NEWS: Was werfen Sie konkret dem Vorstand von MfM vor?
Wedekind: Ausschlaggebend war für mich eine gemeinsame Sitzung von Stiftungsrat, Stiftungsvorstand und Stiftungskuratorium in München im Mai 2012, als Visionalisierungen und Zahlen zum Neubau des (unzweifelhaft notwendigen) Verwaltungsgebäudes in Addis Abeba auf den Tisch kamen, die uns die Hände vor dem Kopf zusammenschlagen ließen. Richtig entzündet hat sich die Diskussion dann an der Frage: Wieso gehen die Verantwortlichen mit dem Geld der Stiftung so verschwenderisch um? Das Gebäude sollte inklusive eines Budgetnachtrags rund 2,9 Millionen kosten. Als Kuratoriumsmitglied Jürgen Wagentrotz, selbst ein erfahrener Bauträger, seine Finanzierungszusage in Höhe von 800.000 Euro zurücknahm, konnten die Kosten plötzlich auf offiziell 1,1 Millionen reduziert werden. Auf die Frage, warum nicht gleich so, gibt es bis heute keine schlüssige Antwort.

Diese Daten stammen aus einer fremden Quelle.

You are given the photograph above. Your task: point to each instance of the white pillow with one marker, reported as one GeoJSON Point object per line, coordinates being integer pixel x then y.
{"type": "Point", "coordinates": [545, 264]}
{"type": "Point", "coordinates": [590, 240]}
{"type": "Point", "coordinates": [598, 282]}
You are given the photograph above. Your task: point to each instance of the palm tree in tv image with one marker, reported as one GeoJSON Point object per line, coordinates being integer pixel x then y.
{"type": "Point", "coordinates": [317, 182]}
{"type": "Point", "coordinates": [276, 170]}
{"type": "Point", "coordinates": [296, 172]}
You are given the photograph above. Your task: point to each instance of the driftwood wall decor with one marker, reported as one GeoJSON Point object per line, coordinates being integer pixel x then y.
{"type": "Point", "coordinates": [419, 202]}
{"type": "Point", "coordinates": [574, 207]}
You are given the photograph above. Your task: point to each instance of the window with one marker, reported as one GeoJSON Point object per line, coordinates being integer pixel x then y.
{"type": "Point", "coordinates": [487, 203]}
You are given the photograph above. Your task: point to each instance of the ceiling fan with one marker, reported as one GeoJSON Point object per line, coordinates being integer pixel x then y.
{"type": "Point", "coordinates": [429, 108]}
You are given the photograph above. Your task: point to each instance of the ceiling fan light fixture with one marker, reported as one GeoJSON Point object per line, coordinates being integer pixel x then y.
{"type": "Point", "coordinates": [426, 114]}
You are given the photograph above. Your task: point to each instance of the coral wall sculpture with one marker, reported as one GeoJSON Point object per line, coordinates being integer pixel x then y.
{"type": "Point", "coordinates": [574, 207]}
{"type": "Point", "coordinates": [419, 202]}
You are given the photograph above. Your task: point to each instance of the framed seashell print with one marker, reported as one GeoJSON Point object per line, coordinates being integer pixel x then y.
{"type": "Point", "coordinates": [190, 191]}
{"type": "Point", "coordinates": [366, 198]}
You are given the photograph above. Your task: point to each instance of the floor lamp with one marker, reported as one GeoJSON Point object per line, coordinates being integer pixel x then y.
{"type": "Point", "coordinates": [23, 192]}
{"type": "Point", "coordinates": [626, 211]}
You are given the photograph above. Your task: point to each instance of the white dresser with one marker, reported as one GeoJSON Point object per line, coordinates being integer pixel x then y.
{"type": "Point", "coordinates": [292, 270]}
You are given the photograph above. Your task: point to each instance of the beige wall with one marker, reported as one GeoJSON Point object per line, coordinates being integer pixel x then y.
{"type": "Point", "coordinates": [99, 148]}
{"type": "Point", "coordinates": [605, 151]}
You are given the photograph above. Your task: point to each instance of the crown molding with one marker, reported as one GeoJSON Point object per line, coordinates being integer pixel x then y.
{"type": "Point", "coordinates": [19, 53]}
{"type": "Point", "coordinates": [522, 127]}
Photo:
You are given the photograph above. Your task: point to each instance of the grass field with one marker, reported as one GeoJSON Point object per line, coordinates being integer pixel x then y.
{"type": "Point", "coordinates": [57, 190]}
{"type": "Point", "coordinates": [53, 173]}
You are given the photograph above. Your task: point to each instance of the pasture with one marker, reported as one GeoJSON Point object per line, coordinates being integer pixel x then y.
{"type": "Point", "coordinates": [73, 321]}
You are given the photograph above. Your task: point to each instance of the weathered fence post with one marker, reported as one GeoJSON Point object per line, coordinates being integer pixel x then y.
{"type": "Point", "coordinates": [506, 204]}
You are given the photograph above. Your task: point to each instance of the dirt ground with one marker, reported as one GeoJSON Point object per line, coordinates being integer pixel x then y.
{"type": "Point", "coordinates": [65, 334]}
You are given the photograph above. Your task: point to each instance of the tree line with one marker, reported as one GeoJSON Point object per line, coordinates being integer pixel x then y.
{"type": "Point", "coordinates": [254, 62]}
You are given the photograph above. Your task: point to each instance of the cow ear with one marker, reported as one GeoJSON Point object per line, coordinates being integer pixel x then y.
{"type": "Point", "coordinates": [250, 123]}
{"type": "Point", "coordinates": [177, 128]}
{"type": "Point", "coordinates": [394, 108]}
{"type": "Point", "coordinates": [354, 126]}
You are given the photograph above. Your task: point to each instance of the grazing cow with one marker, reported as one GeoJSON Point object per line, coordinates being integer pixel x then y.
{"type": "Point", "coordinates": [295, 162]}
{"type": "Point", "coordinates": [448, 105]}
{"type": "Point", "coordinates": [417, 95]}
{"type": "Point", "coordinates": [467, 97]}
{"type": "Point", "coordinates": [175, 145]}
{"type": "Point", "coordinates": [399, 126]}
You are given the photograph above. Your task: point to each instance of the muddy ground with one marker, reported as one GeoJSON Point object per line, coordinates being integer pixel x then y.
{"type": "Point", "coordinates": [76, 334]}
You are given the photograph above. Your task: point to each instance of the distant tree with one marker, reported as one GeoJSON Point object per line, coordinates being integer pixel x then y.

NEWS: Überteuerung, mangelnde Transparenz, Verschwendung: MfM werden bald die allerletzten Spender davonlaufen.
Wedekind: Wenn sich der Vorstand entschließen könnte, neben den geäußerten Vorwürfen auch die Gesamtstruktur der Stiftung kritisch zu durchleuchten, dann kann MfM mit Sicherheit die Spender zurück gewinnen. Da ist die deutsche UNICEF seinerzeit mit gutem Beispiel voran gegangen. Denn grundsätzlich ist die Arbeit von MfM in Äthiopien ja überaus sinnvoll und fruchtbar.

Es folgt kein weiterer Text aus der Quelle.